A Muslim preacher was convicted Thursday of the attempted murder of former Nation of Islam spokesman Khallid Abdul Muhammad during an appearance nearly two years ago at UC Riverside, and now faces a sentence of life in prison.
Riverside County Deputy Dist. Atty. Bill Mitchell said he did not anticipate James E. Bess, 51, ever being released on parole.
"Anyone who has demonstrated by his past conduct the inclination to go out and assassinate a political figure definitely is a menace to society," Mitchell said. "I don't think the parole board will see fit to let him out."
The jury deliberated two days before returning its verdicts, even though Muhammad said the gunman should be released and judged "in the court of the streets" because God's justice called for "his head to be severed from his body."
Bess was found guilty of the most serious charge--attempted premeditated deliberate murder with a handgun and the intentional infliction of great bodily injury.
In addition, he was convicted on five counts of assault with a firearm because his spray of gunfire hit five bystanders and was convicted of causing great bodily injury to three of them.
Because of the lesser charges, Bess faces between eight and 20 years of additional prison time beyond the life term, Mitchell said. Sentencing is set for April 4 before Judge H. Dennis Myers.
Muhammad was considered the most seriously injured.

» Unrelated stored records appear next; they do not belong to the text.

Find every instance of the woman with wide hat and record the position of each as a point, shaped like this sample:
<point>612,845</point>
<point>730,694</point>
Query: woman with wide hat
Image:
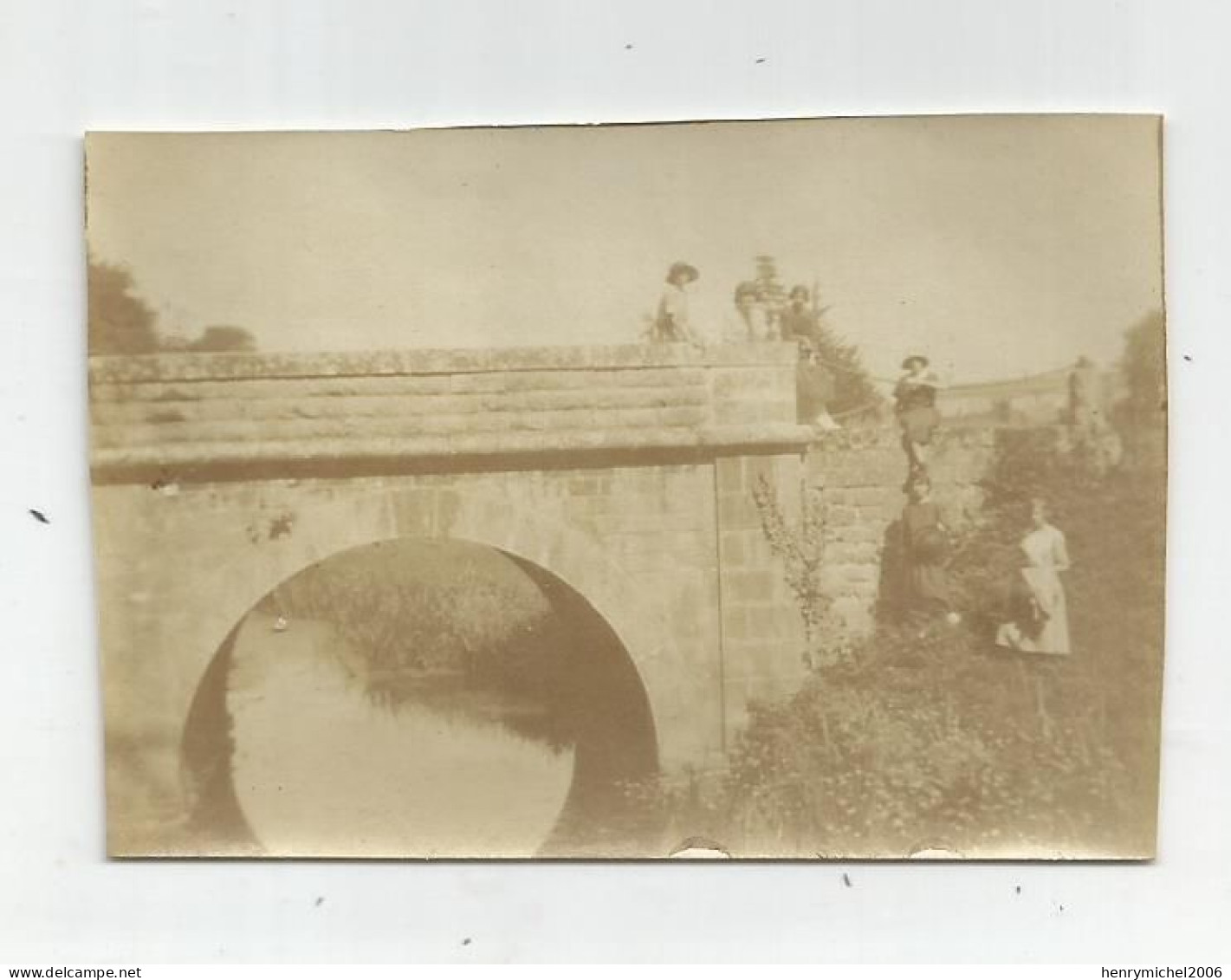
<point>915,404</point>
<point>671,321</point>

Although he was shot in the leg, the bullet came perilously close to severing a major vein and he could have bled to death, Mitchell said.
The shooting occurred after Muhammad--who was suspended in 1993 as the controversial spokesman for Nation of Islam leader Louis Farrakhan because of his verbal assaults against Jews, Arabs and whites--addressed several hundred people at UC Riverside on May 29, 1994.
Afterward, Muhammad went outdoors to continue a question-and-answer period, and Bess, according to witnesses who testified, began shooting.
Bess, a defrocked Nation of Islam minister from the Seattle area, testified that he was not the gunman and could not explain how he was linked to the incriminating evidence. Bess then refused to answer further questions.